For anyone out there who wants to reverse the pennypiching lack of a passenger door pocket in many RHD Ducato conversions I sourced the relevent bit on Fiat's parts CD and asked for a quote from two of my nearest dealers in Swindon and Basingstoke. The Swindon one replied as follows:

Dear Mr Jones,

I've checked the part numbers for you and they are correct for your vehicle, however im not too sure what edition of ePER you have but there has been a price increase on parts; these are as follows:

1303517650 UTILITY HOLDER £8.98 + VAT
15691007 SCREW x 4 £0.63 + VAT each
46408953 PAD x4 £0.22 + VAT each

All these parts are avaliable from Fiat on a 2 day stock order however the screws are supplied in a pack of 5 and the pads in a pack of 10. In situations like this we have to supply the whole pack to the customer.

Postage and packaging for these items will be £10

If you wish to discuss these parts any further you can contact us on 01793 645503.

Many Thanks,

Joe Robertson
Parts Advisor
Fish Brothers Fiat and Alfa Romeo

TEL: 01793 645503
FAX: 01793 886476
www.fish-bros.co.uk

I ordered and received the bits in 4 days, total cost incl P&P £28

Carefully pull out the door trim and you will find the holes (4) are already there both in the door and trim. Just press in the pads into the door and pierce small holes (from the back) through the black vinyl (centre of already cut holes in the cardboard).
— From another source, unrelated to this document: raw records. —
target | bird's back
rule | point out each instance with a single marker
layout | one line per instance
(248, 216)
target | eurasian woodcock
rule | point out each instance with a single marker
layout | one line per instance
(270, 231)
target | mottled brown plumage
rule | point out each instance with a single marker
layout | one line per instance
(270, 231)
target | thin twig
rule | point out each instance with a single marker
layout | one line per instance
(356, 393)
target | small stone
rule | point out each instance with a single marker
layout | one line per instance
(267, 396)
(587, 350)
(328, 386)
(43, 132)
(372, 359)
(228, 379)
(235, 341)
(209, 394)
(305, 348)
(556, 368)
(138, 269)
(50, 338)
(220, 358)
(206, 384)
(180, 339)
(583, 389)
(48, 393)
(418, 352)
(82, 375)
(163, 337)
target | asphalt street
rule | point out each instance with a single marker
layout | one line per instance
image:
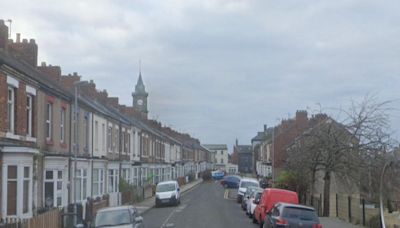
(207, 205)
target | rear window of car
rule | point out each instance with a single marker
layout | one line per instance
(299, 213)
(165, 187)
(246, 184)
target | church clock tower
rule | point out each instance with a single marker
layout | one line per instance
(140, 97)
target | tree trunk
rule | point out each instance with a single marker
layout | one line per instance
(327, 188)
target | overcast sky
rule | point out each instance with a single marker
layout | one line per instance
(221, 69)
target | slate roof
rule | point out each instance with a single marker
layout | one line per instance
(243, 149)
(31, 72)
(215, 146)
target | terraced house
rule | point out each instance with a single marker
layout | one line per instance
(63, 141)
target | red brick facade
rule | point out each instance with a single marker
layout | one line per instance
(285, 133)
(3, 103)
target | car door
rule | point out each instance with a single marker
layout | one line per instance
(272, 217)
(137, 220)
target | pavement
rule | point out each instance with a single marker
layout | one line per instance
(208, 204)
(336, 223)
(205, 205)
(149, 203)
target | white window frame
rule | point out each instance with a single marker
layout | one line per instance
(29, 107)
(49, 120)
(99, 183)
(109, 138)
(103, 138)
(112, 185)
(11, 110)
(96, 135)
(62, 125)
(81, 176)
(20, 191)
(56, 192)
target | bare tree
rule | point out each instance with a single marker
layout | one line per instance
(348, 149)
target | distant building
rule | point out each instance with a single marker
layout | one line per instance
(245, 157)
(220, 152)
(260, 165)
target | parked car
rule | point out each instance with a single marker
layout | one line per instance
(251, 206)
(291, 215)
(243, 185)
(231, 181)
(168, 192)
(217, 174)
(118, 217)
(247, 194)
(269, 198)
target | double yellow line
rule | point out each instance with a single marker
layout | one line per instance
(226, 194)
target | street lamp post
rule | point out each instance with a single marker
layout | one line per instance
(76, 140)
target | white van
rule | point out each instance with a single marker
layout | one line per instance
(168, 192)
(244, 183)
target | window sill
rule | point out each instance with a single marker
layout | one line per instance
(11, 135)
(30, 139)
(49, 142)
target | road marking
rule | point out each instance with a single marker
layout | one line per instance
(226, 194)
(178, 209)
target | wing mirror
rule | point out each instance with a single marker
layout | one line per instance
(139, 219)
You now have the alignment holes to simply screw on!  Let me know if this is useful to anyone.


----------



## autostratus (May 9, 2005)

Welcome to MotorhomeFacts Noel

There is a thread here on these door pockets.
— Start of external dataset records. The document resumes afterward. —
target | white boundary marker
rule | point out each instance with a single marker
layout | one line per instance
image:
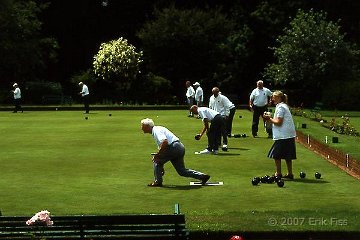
(207, 184)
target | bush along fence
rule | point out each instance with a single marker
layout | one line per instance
(340, 159)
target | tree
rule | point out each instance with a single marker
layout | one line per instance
(24, 52)
(186, 44)
(117, 63)
(312, 54)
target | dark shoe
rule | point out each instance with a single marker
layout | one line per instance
(289, 176)
(155, 184)
(205, 179)
(278, 175)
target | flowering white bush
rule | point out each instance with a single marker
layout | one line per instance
(117, 58)
(42, 217)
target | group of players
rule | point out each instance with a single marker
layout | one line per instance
(217, 120)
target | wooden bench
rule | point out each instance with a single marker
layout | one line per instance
(146, 226)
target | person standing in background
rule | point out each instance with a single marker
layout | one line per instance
(226, 108)
(190, 93)
(85, 95)
(199, 94)
(258, 103)
(284, 134)
(17, 98)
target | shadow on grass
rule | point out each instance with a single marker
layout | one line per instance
(305, 180)
(181, 187)
(243, 149)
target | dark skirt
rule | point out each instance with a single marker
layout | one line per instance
(283, 149)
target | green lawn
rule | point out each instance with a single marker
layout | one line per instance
(68, 165)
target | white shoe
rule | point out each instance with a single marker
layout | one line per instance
(205, 151)
(224, 148)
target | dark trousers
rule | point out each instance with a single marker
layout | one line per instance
(228, 122)
(214, 132)
(257, 113)
(86, 103)
(17, 103)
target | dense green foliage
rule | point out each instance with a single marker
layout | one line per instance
(25, 52)
(179, 42)
(313, 54)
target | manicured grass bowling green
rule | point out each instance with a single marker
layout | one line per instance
(57, 160)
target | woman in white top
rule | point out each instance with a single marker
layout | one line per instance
(283, 134)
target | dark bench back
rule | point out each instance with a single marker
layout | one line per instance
(153, 226)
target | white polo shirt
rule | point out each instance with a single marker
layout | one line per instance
(199, 94)
(260, 96)
(287, 128)
(190, 92)
(17, 93)
(207, 113)
(161, 133)
(221, 104)
(85, 90)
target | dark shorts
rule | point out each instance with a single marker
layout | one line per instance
(283, 149)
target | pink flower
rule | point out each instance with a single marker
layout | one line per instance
(42, 216)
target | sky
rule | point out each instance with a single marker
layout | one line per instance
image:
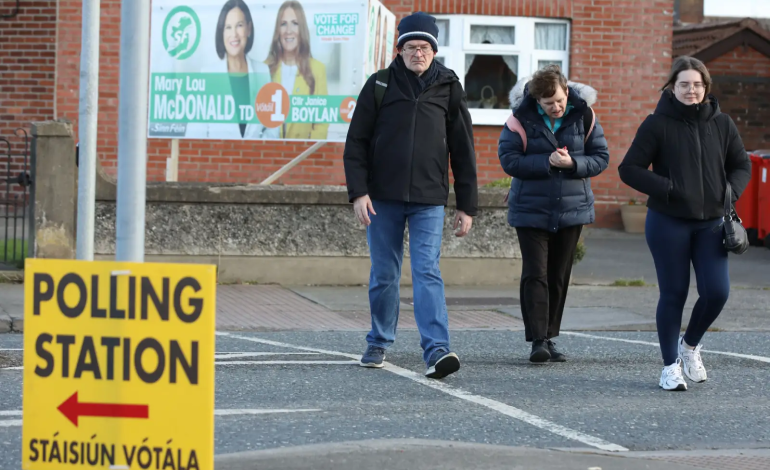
(737, 8)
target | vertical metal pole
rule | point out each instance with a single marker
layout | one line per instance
(87, 129)
(132, 129)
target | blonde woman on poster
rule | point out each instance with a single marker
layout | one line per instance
(292, 65)
(234, 39)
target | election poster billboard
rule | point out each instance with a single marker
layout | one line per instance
(382, 30)
(257, 70)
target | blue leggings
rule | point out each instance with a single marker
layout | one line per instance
(674, 244)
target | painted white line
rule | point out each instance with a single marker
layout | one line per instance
(657, 345)
(269, 363)
(463, 395)
(259, 363)
(258, 354)
(7, 423)
(259, 412)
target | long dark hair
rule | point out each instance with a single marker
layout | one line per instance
(220, 41)
(685, 63)
(303, 53)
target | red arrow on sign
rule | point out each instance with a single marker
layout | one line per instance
(72, 409)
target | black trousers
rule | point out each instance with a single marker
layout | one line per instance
(547, 265)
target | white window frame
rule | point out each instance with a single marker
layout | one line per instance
(458, 45)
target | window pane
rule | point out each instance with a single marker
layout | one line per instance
(551, 36)
(543, 63)
(489, 79)
(443, 32)
(493, 34)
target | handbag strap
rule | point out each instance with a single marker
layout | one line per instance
(728, 200)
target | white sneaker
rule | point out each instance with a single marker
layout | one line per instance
(671, 378)
(692, 362)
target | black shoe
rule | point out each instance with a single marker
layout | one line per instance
(556, 356)
(441, 364)
(540, 352)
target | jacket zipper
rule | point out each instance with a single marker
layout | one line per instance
(700, 161)
(414, 124)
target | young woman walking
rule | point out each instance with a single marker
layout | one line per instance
(694, 150)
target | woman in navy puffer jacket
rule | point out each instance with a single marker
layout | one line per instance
(543, 146)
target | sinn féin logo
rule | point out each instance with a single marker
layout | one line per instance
(181, 32)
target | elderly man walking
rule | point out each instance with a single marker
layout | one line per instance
(410, 124)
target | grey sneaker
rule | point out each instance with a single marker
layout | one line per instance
(442, 363)
(373, 357)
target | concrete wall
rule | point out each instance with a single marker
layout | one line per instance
(295, 234)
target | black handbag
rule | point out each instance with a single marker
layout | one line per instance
(735, 238)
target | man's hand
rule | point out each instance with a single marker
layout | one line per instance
(464, 222)
(561, 159)
(362, 206)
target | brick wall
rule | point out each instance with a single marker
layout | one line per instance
(27, 76)
(742, 86)
(621, 47)
(691, 11)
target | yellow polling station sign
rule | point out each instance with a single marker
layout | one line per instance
(118, 365)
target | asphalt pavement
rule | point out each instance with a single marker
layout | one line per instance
(606, 398)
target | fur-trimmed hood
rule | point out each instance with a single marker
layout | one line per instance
(584, 91)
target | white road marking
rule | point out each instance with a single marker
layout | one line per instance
(247, 363)
(257, 354)
(260, 412)
(657, 345)
(7, 423)
(463, 395)
(268, 363)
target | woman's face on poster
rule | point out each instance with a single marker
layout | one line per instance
(236, 32)
(289, 30)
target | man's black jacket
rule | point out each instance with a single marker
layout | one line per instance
(402, 153)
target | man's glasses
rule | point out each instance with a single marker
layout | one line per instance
(411, 50)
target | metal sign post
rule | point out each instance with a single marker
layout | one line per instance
(87, 129)
(132, 129)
http://www.motorhomefacts.com/postlite2387-pocket.html

I think we paid about £15 or £16 incl post for the kit from http://essanjay.co.uk/

It's good to add your experience and source to the collection of knowledge.


----------



## LadyJ (May 9, 2005)

Thanks for that Noel, having just collected our new motorhome it wasnt untill we were on the way home with it I realised I didnt have a pocket on the passenger side for all me little bits and bobs  Now I know what to ask for will be ordering one soon. 

I do wish they would all come with pockets and it is usually the passenger that is loaded down with maps etc.


----------



## 88838 (May 9, 2005)

Hi Noel and welcome to the site.

obviously when accessories such as this are so clearly going to make a massive difference to the end price the converters have to be careful about what they choose to include in the overall price, particularly if they don't think they are a necessary addition. :roll:  :wink: 
I think we got one sorted for about £15 but that was a few years ago.


8)


----------



## minesapint (Apr 16, 2013)

*Door Pocket*

Hello
Thanks for the lead on door pockets. We have an Dethleffs 6611 on a Fiat chassis and it came without a N/S door pocket. I contacted Mike at Essanjay who could not have been more helpfull, he contacted Fiat and ordered a door pocket and posted it off to us. Excellent service from Mike and Essanjay



autostratus said:


> Welcome to MotorhomeFacts Noel
> 
> There is a thread here on these door pockets.
> 
> ...


 :wink:


----------



## Techno100 (May 8, 2010)

Blimey that post was over 8 years ago :lol:


----------



## minesapint (Apr 16, 2013)

*Door pockets*

Sure was, just goes to prove how good MHF is.
It solved our problem.


----------



## Pudsey_Bear (Sep 25, 2008)

I just went to the van breakers and got the whole drivers door card including the little plastic screw points in the door, for £8 no marks on it just a bit of muck, I only wanted the pocket, so sold the rest for a fiver on Ebay.


----------